New Music – Maintaining Stride


One of the more promising acts to come from the New York underground is the work of Medhane who covers his own territory on his newest project Own Pace. Somehow managing to be consciously aware and hold a physically sleepy demeanor, Medhane orchestrates a dichotomy between his delivery and approach that is hypnotizing at the highest points.

In a sprawling environment, Own Pace comes with near 30-minutes of solid samples and vocal commentary over these lucid-esque beats. This production style has now stuck a mainstay vein and is able to be a middle ground between lo-fi and innovative peace. His opening track “Trauma & Grace” is a curtain being pulled back slowly with gentle piano that coincides within this simple, but almost distant percussion. Medhane is rock solid here as a narrator and his voice is confident even if his story is not. He describes, “Moving at my own pace, know the stakes, learn from all of my mistakes. In the yard full of snakes tryna take mine. Both the trauma and the grace mine.” Own Pace never relies on a hook-verse setup and instead adopts a spoken-word style that continues to push elements on the listener.

In one of the more energized tracks, “Bloody Knuckles” shoves some breathing room into the air that surrounds Own Pace. Medhane develops to fit the more nimble production, but he truly shines on the following piece “On Me” where he can be relaxed and keep his remote location. The production with “On Me” is simply gorgeous with these string ensembles and the connection that Medhane creates as he describes, “In the struggle chasing my bliss, in this game I play to win.” The instrumentation that Own Pace rides along with does wonders for the engagement with the vocalists as he features MIKE, Navy Blue, and maassai before the curtain closes.

“Stranger” with Navy Blue is a standout track for the record as they combine to form this tag-team event of reserved writing where the two are subtle and push the spotlight on each other rather than trying to steal it away. The instrumental of “Stanger” is almost minimalist when identifying the different components.
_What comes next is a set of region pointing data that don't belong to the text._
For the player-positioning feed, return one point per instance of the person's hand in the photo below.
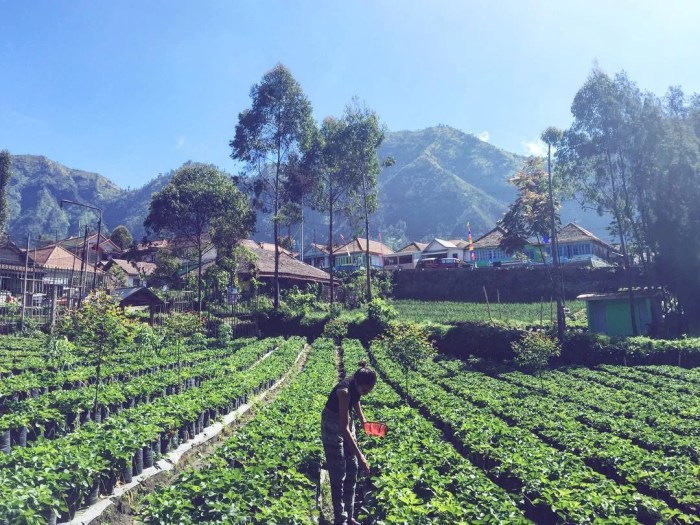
(364, 464)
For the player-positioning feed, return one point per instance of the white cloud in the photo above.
(483, 136)
(24, 118)
(535, 147)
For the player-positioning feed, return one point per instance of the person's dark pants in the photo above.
(342, 467)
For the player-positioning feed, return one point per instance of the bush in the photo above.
(534, 351)
(224, 335)
(336, 328)
(381, 313)
(302, 302)
(408, 344)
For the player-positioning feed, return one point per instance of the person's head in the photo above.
(365, 378)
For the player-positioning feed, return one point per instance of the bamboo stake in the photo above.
(488, 306)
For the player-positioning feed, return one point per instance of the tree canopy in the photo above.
(637, 156)
(121, 236)
(270, 136)
(200, 206)
(5, 174)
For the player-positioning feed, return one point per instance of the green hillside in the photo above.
(442, 178)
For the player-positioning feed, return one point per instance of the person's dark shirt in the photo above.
(332, 404)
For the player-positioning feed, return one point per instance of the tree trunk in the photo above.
(276, 237)
(558, 285)
(330, 248)
(199, 278)
(367, 256)
(623, 245)
(367, 262)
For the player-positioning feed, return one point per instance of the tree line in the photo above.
(634, 156)
(289, 163)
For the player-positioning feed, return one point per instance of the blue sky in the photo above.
(131, 89)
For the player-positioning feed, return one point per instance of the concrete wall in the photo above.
(512, 284)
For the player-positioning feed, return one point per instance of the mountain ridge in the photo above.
(442, 178)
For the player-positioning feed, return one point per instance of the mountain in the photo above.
(442, 178)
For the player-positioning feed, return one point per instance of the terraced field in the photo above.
(467, 444)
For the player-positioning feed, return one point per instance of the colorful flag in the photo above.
(472, 255)
(381, 248)
(347, 244)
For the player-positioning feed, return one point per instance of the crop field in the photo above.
(531, 314)
(60, 454)
(479, 444)
(611, 445)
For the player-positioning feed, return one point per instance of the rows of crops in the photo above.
(557, 443)
(530, 314)
(468, 444)
(268, 471)
(61, 453)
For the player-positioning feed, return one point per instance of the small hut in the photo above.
(609, 313)
(139, 296)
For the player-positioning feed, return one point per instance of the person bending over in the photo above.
(340, 444)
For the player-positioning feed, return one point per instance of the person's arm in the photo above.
(343, 414)
(360, 413)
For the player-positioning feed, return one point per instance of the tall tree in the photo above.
(273, 130)
(5, 174)
(529, 215)
(365, 134)
(600, 153)
(335, 178)
(535, 213)
(674, 218)
(199, 203)
(552, 136)
(121, 236)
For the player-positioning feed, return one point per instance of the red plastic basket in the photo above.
(374, 428)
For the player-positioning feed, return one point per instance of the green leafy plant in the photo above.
(534, 351)
(408, 344)
(336, 329)
(381, 313)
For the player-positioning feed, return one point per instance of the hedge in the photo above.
(493, 342)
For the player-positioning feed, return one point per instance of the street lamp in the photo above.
(99, 234)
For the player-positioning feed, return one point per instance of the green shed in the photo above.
(609, 313)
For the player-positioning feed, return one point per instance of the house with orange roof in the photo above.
(405, 258)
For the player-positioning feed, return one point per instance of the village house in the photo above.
(348, 256)
(136, 272)
(81, 244)
(578, 245)
(440, 249)
(488, 251)
(406, 258)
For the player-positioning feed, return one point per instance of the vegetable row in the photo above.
(58, 476)
(557, 485)
(418, 476)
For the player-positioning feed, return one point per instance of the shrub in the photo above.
(408, 344)
(302, 301)
(381, 313)
(336, 328)
(534, 351)
(224, 335)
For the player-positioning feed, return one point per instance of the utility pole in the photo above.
(99, 232)
(552, 135)
(24, 285)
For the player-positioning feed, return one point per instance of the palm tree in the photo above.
(552, 136)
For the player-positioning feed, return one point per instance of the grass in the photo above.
(445, 312)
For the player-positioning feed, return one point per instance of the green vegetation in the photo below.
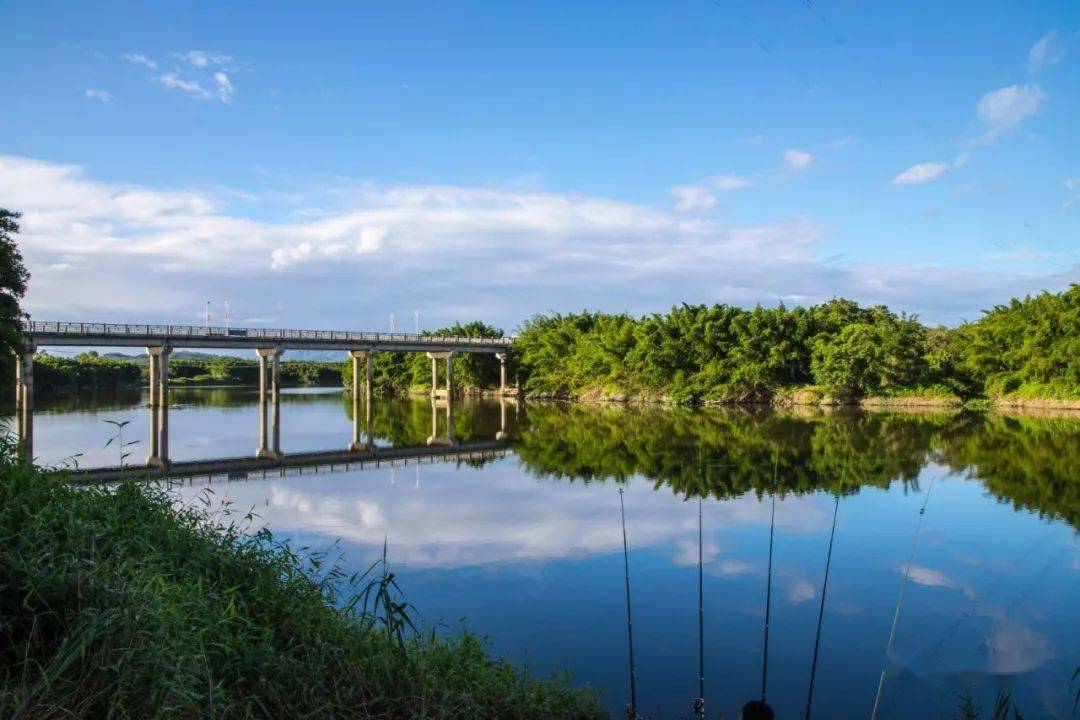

And that goes for the ending of Own Pace as well as Medhane marches toward the everlasting end.

He does not raise hell instead holds hell internally and shuffles out of frame. Own Pace is highlighted for the way that it can showcase internal conflict and the world that surrounds it. Medhane does not lose sight of this ultimate goal, even if it is not exactly clear to the listener where precisely he is going.